Wow. Sounds like me when I walked into the high school where I started teaching over five years ago. It sounds too much like me, in fact, when I walk through the elementary schools that I'm now working to move into the 21st century.
While many schools in the States have modernized and embraced technology as a learning and teaching tool, all too many still live in either an underfunded world of cobbled together equipment or a Draconian world of blocked sites and services. While businesses have largely moved on to embrace social media (or at least let their employees instant message each other for quick communications), the White House, like a lot of schools, simply stopped moving forward while the rest of the developed world screamed into a communications revolution. Welcome, to our world, Barack (you don't mind if I call you Barack, do you?).
This isn't going to be a lengthy post - I have a day filled with meetings and the usual brushfires. However, I have to take this opportunity again to implore the incoming administration to consider the impediments to their workflow represented by outdated technologies. Social media have completely transformed the way students, individuals, and businesses communicate. Information just moves, people simply share what they have, and workers get the information they need quickly and easily.
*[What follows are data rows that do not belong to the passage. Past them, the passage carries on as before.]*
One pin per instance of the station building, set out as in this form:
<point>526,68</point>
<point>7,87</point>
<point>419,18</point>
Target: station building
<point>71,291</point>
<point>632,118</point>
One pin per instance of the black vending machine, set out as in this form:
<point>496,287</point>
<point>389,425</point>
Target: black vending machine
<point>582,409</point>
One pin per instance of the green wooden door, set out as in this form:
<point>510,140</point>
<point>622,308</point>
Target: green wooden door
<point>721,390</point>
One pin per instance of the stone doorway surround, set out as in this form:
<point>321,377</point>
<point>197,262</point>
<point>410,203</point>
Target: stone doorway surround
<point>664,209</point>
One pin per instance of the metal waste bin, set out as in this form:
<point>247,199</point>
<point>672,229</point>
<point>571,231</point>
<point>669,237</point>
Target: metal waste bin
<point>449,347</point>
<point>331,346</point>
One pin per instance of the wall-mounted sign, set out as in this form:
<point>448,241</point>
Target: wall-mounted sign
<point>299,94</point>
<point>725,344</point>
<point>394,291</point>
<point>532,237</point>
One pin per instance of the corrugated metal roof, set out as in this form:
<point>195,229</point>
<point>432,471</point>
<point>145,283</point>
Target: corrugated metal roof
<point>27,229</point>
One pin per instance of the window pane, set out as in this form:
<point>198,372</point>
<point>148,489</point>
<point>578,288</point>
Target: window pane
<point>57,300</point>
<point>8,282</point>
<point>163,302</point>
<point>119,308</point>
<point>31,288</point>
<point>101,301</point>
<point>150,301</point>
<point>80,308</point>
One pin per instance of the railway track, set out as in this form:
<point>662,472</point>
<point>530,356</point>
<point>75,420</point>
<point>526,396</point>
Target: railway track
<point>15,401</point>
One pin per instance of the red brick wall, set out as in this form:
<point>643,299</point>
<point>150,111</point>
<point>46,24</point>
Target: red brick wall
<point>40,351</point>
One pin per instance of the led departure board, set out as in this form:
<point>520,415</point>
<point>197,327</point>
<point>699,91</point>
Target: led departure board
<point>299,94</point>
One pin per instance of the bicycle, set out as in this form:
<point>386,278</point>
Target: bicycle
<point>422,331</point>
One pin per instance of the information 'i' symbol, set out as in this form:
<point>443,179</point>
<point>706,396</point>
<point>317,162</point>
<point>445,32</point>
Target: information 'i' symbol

I completely understand the need for security. This is the President of the United States we're talking about. However, how many companies with very serious corporate security needs still make use of internal social media tools to get work done faster and enhance collaboration? Should every White House staffer just use a Ning or their Facebook to send messages and upload photos of the President downing champagne through a beer bong at the inaugural balls? Of course not. However, there are countless tools that let actual work-related collaboration happen internally and securely.
We've heard quite a bit about rebuilding our schools for the 21st Century as part of a radical stimulus package. In addition to making them green and ensuring that they have high speed access to the Internet, let's make sure they have access to the same tools that made Obama's campaign so successful and that modern businesses use every day.